They rode on, while Ned pondered over the character of the terrible Wild Bill Hickok. He had appeared as such a mildly speaking, gentlemanly individual, that Bugler Odell’s description did not seem to fit.
“The Sivinth Cavalry be gettin’ its share o’ good men,” resumed Bugler Odell, confidentially. “Yon captain—he’s a foine wan, and a great joker. Captain Hamilton, I mean. Sure, he’s a lieutenant-colonel, from the War; but he ranks as captain o’ Reg’lars, by appointment to the Sivinth. His grandfather was a big man by the name o’ Alexander Hamilton. Ah, the Sivinth be officered entirely by generals and colonels and majors; and titles be so thick they make your head swim.

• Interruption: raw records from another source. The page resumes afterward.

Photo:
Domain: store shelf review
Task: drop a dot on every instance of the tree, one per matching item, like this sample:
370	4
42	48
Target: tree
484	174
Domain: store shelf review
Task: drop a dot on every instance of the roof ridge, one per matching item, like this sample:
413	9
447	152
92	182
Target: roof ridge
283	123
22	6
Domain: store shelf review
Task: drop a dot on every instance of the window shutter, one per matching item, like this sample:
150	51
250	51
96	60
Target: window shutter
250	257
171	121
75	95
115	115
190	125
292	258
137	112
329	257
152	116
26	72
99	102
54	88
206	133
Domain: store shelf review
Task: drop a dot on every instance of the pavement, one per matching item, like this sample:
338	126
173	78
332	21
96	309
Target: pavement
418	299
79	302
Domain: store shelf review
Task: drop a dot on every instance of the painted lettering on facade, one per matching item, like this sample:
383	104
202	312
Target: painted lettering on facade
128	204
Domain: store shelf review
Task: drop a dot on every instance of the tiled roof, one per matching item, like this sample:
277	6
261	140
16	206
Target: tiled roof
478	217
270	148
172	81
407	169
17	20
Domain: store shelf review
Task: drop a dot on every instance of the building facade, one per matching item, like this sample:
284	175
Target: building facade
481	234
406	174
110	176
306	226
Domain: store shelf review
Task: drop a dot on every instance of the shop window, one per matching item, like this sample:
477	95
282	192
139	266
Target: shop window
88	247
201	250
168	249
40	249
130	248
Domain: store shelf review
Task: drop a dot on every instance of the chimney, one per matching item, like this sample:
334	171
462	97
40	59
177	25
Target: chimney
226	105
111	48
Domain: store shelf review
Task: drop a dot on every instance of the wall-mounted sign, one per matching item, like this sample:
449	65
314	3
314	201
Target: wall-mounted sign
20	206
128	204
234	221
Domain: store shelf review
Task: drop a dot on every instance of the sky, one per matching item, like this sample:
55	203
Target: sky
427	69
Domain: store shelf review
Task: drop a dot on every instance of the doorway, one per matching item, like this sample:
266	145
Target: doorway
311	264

I’m only plain sergeant, but some o’ the enlisted men be generals, by courtesy, as ye’ll find out.”
“Right you are,” agreed the lance-corporal. “The War left many a man with soldierin’ as his only job.”
Wild Bill was an accurate scout, for as the sun was setting they all sighted directly ahead, high upon a table-land backed by hills, an irregular group of buildings, the windows flashing above the level dun expanse below. Between were trees, marking a stream.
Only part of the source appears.